Masuknya pendatang dan perkembangan zaman yang semakin modern turut membawa masuk hal-hal menarik ke wilayah Jagakarsa. Salah satunya adalah peredaran bank keliling yang menawarkan pinjaman modal usaha kepada para pedagang kecil. Dari pinjaman Rp 1 juta, pedagang menerima sejumlah Rp 900 ribu karena berbagai potongan biaya. Lalu para pedagang mengikuti aturan pembayaran cicilan harian yang besarnya tergantung jumlah pinjaman. Jika tidak sanggup menyerahkan cicilan hari ini, keesokan harinya cicilan mereka membengkak akibat berlipatnya bunga dan denda.

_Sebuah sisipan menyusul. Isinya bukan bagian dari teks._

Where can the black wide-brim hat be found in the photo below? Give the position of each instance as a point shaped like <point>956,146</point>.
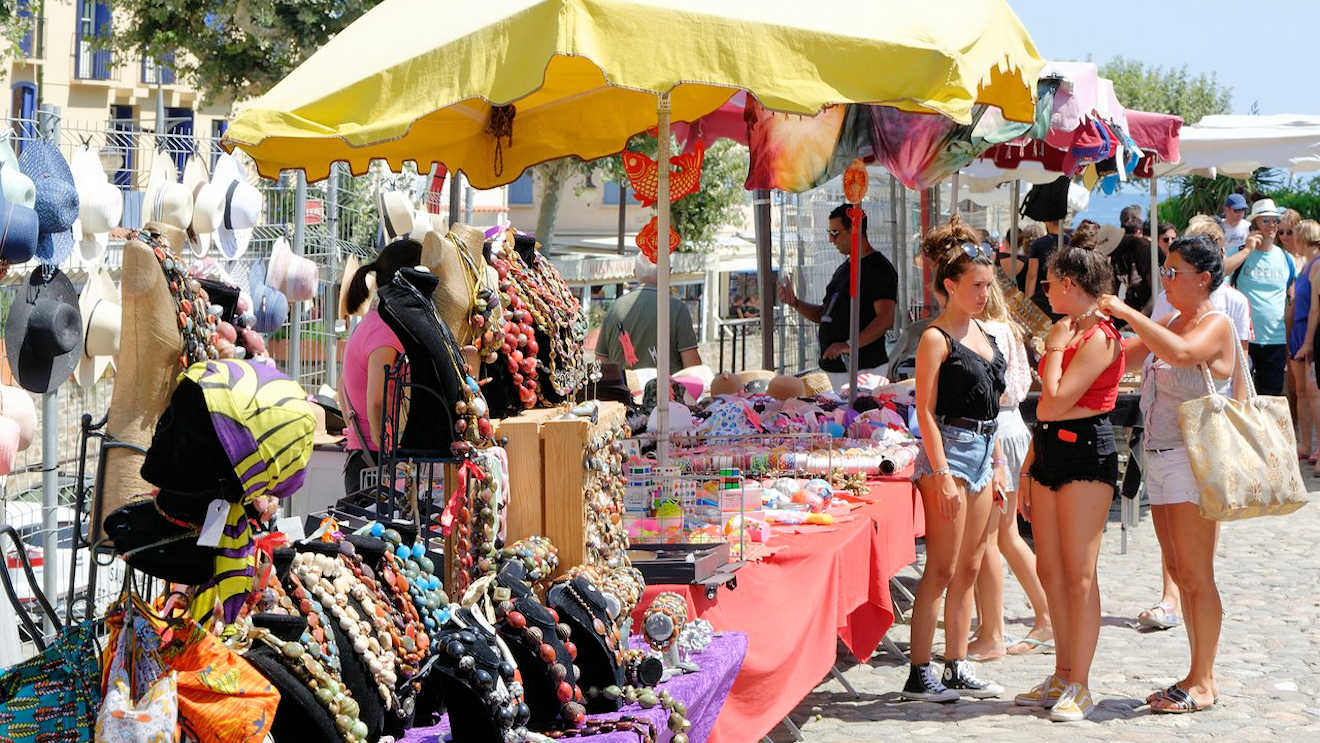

“Warga yang sudah susah tambah menderita karena ulah para oknum bank keliling itu. Hal ini salah satu pertimbangan saya menerima pendirian Posdaya dengan Tabungan Kredit Pundi Sejahtera atau Tabur Puja di dalamnya. Sudah saatnya masyarakat diselamatkan agar bisa aman tenteram menuju sejahtera,” ujar Yessy Febriane, Ketua Posdaya Cempaka, RW 04 Jagakarsa, binaan Yayasan Damandiri, kepada Cendana News.